La vita è e resta bella e a render la più bella è la nostra capacità a scoprirne i lati luminosi. La poesia delle gocce di pioggia sul tetto mentre il tuo compagno ti porta il caffè a letto e riscopri gesti che sono abbracci, ridere di cose irriverenti anche quando ti corrodono l’anima e rimestano dolori, anche quando il fiato trattiene la paura. L’amore che le parole non possono contenere. Voglio ancora stupirmi dei doni delle notti, del Natale, di un giorno di amore bello, di un bicchiere di sole. Ho conosciuto una donna meravigliosa i cui spigoli sono i più tondi del mondo che ha perso tutti i suoi bambini nel ventre e che dice una grande verità: il dolore abbrutisce o nobilita. E ha ragione. Ha ragione da vendere. Quando ci assale il senso di inadeguatezza, il senso di sterilità di chi crede di non riuscire a far passare la vita attraverso nulla di se stessa, non dalle idee, non dalle mani, né attraverso la memoria, né tramite la fantasia, bisogna fermarsi. Fermare e pensare che il male sentito non è minore se siamo in molte a condividerlo. Non appaga la formula mal comune mezzo gaudio.
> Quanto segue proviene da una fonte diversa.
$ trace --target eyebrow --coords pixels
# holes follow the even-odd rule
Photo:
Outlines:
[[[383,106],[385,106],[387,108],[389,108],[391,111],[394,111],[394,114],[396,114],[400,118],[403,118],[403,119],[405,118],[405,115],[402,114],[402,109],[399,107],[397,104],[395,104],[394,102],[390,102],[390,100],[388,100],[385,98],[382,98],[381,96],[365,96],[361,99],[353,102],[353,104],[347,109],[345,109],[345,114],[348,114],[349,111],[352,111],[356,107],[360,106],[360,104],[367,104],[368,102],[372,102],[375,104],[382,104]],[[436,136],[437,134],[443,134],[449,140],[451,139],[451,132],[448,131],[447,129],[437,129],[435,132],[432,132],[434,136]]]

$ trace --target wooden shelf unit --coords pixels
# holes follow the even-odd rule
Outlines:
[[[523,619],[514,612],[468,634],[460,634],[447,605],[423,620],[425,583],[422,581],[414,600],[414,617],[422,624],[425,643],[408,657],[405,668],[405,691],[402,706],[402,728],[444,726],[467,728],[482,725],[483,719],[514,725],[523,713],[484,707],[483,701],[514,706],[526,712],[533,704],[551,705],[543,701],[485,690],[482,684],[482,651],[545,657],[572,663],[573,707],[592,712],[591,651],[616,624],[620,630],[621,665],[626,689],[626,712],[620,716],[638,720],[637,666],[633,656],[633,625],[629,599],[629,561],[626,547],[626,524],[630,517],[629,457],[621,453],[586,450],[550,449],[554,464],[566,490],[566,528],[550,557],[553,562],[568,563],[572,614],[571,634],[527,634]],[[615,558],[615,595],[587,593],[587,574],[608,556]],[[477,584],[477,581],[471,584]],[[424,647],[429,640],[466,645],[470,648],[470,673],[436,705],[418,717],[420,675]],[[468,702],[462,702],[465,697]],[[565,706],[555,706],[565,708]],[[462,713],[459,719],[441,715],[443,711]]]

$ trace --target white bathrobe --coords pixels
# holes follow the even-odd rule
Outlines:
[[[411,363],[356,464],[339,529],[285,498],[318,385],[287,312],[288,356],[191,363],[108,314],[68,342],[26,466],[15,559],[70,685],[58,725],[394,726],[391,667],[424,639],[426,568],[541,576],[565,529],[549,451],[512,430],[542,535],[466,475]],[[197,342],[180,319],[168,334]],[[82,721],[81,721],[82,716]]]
Sapere che altre provano lo stesso dolore, sapere che i fallimenti le logora, quanto logora noi, non ci rende più forti. Semmai ci rende più forti sapere che qualcuna ce l’ha fatta, che c’è luce oltre il buio, che a volte sceglie la vita al posto nostro. Sì perché nel cercare disperatamente la vita la meritocrazia non c’entra. Non c’entra desiderare il figlio con più forza di un’altra, non c’entra mangiare meglio, dormire di più, pregare con più vigore. C’entra che a volte va, altre no. Per statistica, perché alcune sì e altre no, perché la vita è meravigliosa e crudele, a volte.
A volte nasci con gli occhi neri, anche se li vorresti blu, a volte ti si rompe la lavastoviglie proprio prima del pranzo con tua suocera che tiene tanto al servizio di porcellana cinese che hai messo a lavare, o spunta uno schifoso scarafaggio dal buco della doccia attraverso cui vorresti sprofondare per non essere capace di generare. A volte. “A volte” diventa “spesso” per qualcuno, o “quasi mai” per altri, ma tutti, nessuno escluso, prima o poi cozzeranno con il lato grigio della vita. E sapere che succederà non deve rallegrare le nostre giornate. La fortuna di un’altra donna non è la mia sfortuna. Lo voglio ricordare.
Ogni volta che rincorrendo un desiderio dovrò addomesticare quel latente, subdolo, graffiante sentimento, simile alla nostalgia. E voglio credere che sentirmi vicina e profondamente empatica alle persone, alla vita, alla bellezza, mi rende migliore. Anche se, a volte, fa male.
Raffaella Clementi
quando ti leggo spesso piango, come adesso, perchè riesci con le parole a dare un senso a tutto quel caos che mi abita e che non riesco a contenere. Grazie
Come hai ragione Raffaella…questo tuo articolo cade proprio come “il caco sui maccheroni” per me. Mi riscopro una brutta persona…dentro. Nel profondo. Devo ritrovarmi, devo ritrovare la gioia di vivere che spesso, troppo spesso, ho sfiorato senza afferrarla mai. Grazie!